The Policy Amendments appear to be directed at reinforcing investor and stakeholder sentiments in the Indian e-commerce sector, and arguably, seek to put the online and offline business-toconsumer (B2C) businesses on a broadly level playing field (barring a few regulatory exceptions). They also offer much-needed regulatory guidance on structuring e-commerce entities in India that have received FDI. Among other things, the Policy Amendments also clarify the scope of a “marketplace” model of e-commerce or jargoned as marketplace and an “inventorybased” model of e-commerce i.e. inventory model. A company set-up as a marketplace only offers a platform (typically, a website or a mobile application) to sellers who list on its platform for selling goods directly to end-consumers in India. Therefore, Indian entities set up as a marketplace only act as a facilitator between a seller and an end-customer and do not own goods that are sold through its platform. This is how popular e-commerce websites Snapdeal, Amazon and Flipkart have structured their business operations in India. Conversely, in an inventory model, the goods are owned by the Indian e-commerce entity that also own the platform, and it directly sells the goods to end-customers across the nation. In other words, in an inventory model, the e-commerce entity is also a seller.

Marketplace Dos and Don’ts

The Policy Amendments do not permit any FDI into an Indian e-commerce company that operates as an inventory model. While, FDI up to 100 per cent is permitted into an Indian e-commerce company that is engaged as a marketplace, this is subject to compliance with the conditions specified in PN3. Some of the key conditions are discussed ahead:

>>A marketplace can only enter into transactions with the sellers registered on its platform.

>>Not more than 25 per cent of the total sales on a marketplace can be from one single vendor or its group companies.

>>A marketplace cannot directly or indirectly influence the sale price of goods and services.
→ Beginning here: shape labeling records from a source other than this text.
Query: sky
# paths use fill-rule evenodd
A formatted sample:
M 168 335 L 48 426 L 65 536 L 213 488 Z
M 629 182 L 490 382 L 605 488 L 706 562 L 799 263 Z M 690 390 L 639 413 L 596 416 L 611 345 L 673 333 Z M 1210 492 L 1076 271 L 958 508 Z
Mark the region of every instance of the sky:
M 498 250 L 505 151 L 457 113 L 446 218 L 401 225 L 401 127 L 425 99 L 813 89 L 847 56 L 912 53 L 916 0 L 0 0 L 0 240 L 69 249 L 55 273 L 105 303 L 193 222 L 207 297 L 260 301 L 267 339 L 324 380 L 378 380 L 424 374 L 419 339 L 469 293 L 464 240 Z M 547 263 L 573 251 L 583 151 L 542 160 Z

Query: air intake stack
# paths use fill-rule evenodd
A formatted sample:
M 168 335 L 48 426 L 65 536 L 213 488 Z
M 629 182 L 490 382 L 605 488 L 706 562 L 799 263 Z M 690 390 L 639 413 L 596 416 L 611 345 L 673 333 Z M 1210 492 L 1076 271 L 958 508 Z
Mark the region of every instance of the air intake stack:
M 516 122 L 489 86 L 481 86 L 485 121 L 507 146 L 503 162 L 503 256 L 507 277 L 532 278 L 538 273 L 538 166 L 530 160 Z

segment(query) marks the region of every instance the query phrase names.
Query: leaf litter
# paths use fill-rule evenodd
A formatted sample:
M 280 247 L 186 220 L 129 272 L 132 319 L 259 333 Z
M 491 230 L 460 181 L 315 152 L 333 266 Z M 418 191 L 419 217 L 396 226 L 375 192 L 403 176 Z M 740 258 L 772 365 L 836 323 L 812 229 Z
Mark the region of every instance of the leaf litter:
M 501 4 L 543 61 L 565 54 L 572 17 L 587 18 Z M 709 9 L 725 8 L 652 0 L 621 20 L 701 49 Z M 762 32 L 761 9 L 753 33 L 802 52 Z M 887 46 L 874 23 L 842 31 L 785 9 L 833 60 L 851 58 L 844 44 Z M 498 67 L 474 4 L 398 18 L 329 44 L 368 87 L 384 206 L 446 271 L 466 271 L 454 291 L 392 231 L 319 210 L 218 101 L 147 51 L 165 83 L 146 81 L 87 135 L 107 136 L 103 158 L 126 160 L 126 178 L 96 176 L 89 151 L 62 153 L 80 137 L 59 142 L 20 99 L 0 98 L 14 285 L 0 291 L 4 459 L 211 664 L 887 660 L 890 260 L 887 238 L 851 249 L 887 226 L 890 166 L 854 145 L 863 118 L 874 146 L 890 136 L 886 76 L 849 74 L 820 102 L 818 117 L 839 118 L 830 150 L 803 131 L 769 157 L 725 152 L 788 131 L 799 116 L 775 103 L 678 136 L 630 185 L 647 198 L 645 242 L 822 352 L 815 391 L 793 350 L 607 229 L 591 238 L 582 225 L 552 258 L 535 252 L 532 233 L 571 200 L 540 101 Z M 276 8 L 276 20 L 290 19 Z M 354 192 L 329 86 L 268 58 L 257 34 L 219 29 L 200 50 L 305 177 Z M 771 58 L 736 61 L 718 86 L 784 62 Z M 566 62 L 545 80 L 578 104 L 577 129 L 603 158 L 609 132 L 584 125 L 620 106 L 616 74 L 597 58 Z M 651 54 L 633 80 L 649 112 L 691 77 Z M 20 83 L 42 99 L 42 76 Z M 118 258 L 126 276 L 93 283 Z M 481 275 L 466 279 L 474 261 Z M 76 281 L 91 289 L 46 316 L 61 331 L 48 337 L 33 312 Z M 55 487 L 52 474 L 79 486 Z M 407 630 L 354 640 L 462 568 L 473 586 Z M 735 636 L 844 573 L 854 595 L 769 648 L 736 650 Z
Even before the Policy Amendments were introduced, leading e-commerce businesses with FDI (Ebay, Flipkart, Amazon, Snapdeal, Shopclues, to name a few) were seen to have started restructuring themselves on a theme broadly consistent with the Policy Amendments – presumably due to increasing litigations and regulatory interpretational hurdles under the erstwhile policy framework. Indian start-ups and e-commerce companies proposing FDI into their companies should be aware of the key policy considerations and challenges introduced by the Policy Amendments, as summarized above.

As the Policy Amendments are fairly new, regulatory clarifications on various practical aspects continue to evolve as the implementation of the Policy Amendments progresses.